"The Egyptian unease is trivial in comparison to the lack of security for citizens of the State of Israel – to whom the rocket attacks, explosive devices, and mortars smuggled into Israeli from the Philadelphi corridor are addressed," a government official told Ynet on Tuesday.
The controversy surrounding the matter stems from a videotape which the IDF sent to the military attaché to the Israeli embassy in Washington, DC a few weeks ago. The tape was meant to be shown to the US Congress during a discussion regarding the placing of sanctions on Egypt for its failure to act to prevent smuggling into the Hamas-ruled enclave.
However, a senior official in the Foreign Ministry told Ynet on Tuesday that Congress made a decision on the sanctions before the video arrived. Following Israeli Ambassador to the United States Daniel Ayalon's advice, the tape was never shown.
In the end, the tape was presented to the Bush administration to make them aware of the situation.
'Turning a blind eye'
The Israeli offensive on Cairo's administration of the Gaza-Sinai border comes at an inopportune moment for bilateral relations between the two states. Defense Minister Ehud Barak is set to meet with Egyptian president Hosni Mubarak in Sharm el-Sheikh on Wednesday.
However, Israel has said that given the tons of explosives that have been smuggled into Gaza in recent months, it was left with no choice but to confront the Egyptians on the matter.

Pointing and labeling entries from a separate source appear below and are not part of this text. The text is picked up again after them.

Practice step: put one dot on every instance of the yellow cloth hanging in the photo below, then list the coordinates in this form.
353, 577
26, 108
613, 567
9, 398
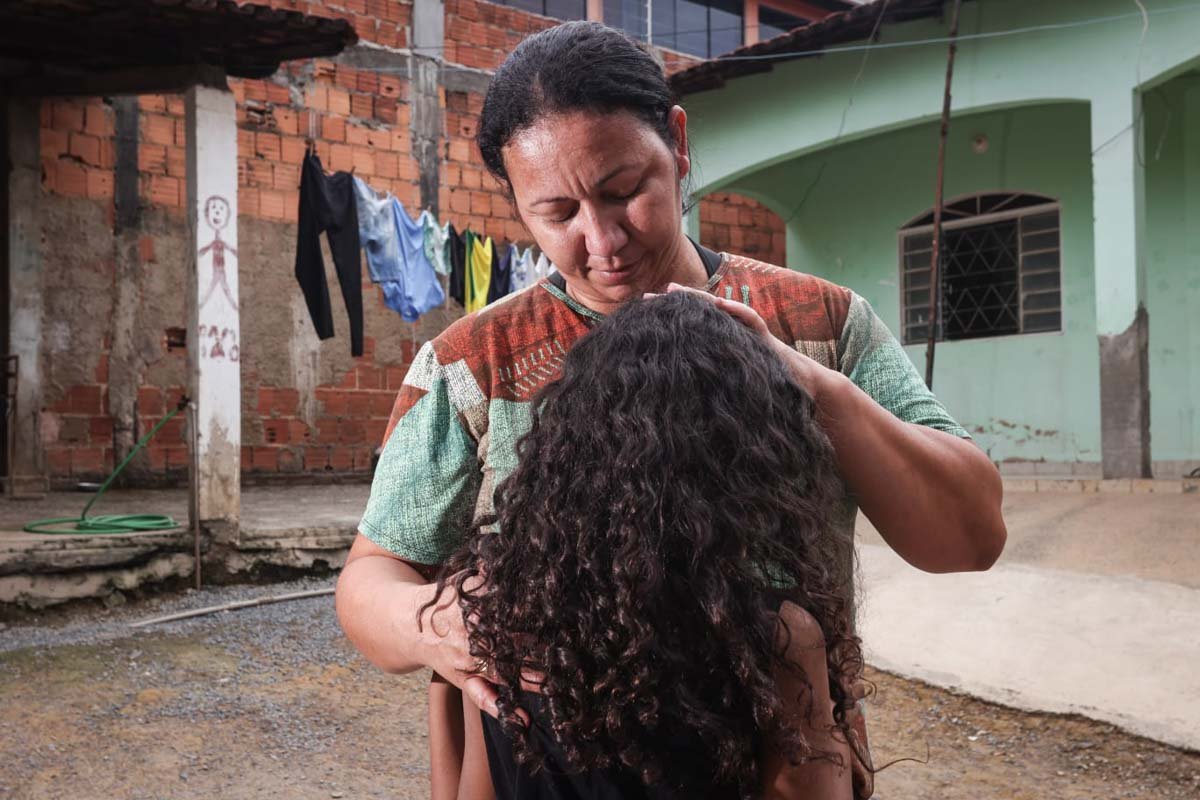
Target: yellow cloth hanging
480, 275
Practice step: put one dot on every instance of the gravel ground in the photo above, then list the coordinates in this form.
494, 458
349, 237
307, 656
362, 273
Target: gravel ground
271, 702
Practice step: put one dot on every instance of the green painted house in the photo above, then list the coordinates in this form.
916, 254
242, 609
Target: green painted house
1069, 336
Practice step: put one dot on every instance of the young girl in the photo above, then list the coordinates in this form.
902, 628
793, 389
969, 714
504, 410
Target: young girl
658, 600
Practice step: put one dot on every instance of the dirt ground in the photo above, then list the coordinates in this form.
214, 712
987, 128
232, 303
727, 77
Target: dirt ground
271, 702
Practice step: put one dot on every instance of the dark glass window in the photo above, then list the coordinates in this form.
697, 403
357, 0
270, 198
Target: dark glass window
627, 14
1000, 272
703, 28
555, 8
773, 23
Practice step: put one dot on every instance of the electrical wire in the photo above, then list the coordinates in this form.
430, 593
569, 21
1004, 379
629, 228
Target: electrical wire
845, 113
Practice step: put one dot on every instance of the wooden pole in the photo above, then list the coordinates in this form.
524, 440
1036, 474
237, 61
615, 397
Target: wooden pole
935, 280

The defense establishment has expressed its dissatisfaction with Egyptian conduct regarding smuggling into the Gaza Strip and southern Israel for some time now. Senior Defense Ministry officials claim that although the Egyptians are not taking an active role in the smuggling, they are turning a blind eye to the activity.
The Intelligence Branch of the IDF's Southern Command claims that weapons and explosive materiel makes its way through the Sinai desert unhindered. The contraband is then brought directly into Gaza through underground tunnels.
Top brass displeased
The IDF has noticed a steep increase in the extent of the smuggling activity in the last year. In addition to weapons and bomb-making material, the military claims large sums of money and terrorists are also brought through the underground conduits.
Security officials have said that Egypt only acts to hinder the operations when it comes under international scrutiny and desires to appear to be taking measure against the activity.
The Egyptians refute Israeli accusations on the matter. In a recent meeting between Prime Minster Ehud Olmert and President Mubarak, the aging Egyptian leader maintained that his country is tirelessly working to foil smuggling activity and cited a number of instances in which tunnels have been sealed on the Egyptian side.
The Jerusalem Post reported on Tuesday that Egypt had acquired a sophisticated new system to locate underground tunnels costing millions of dollars.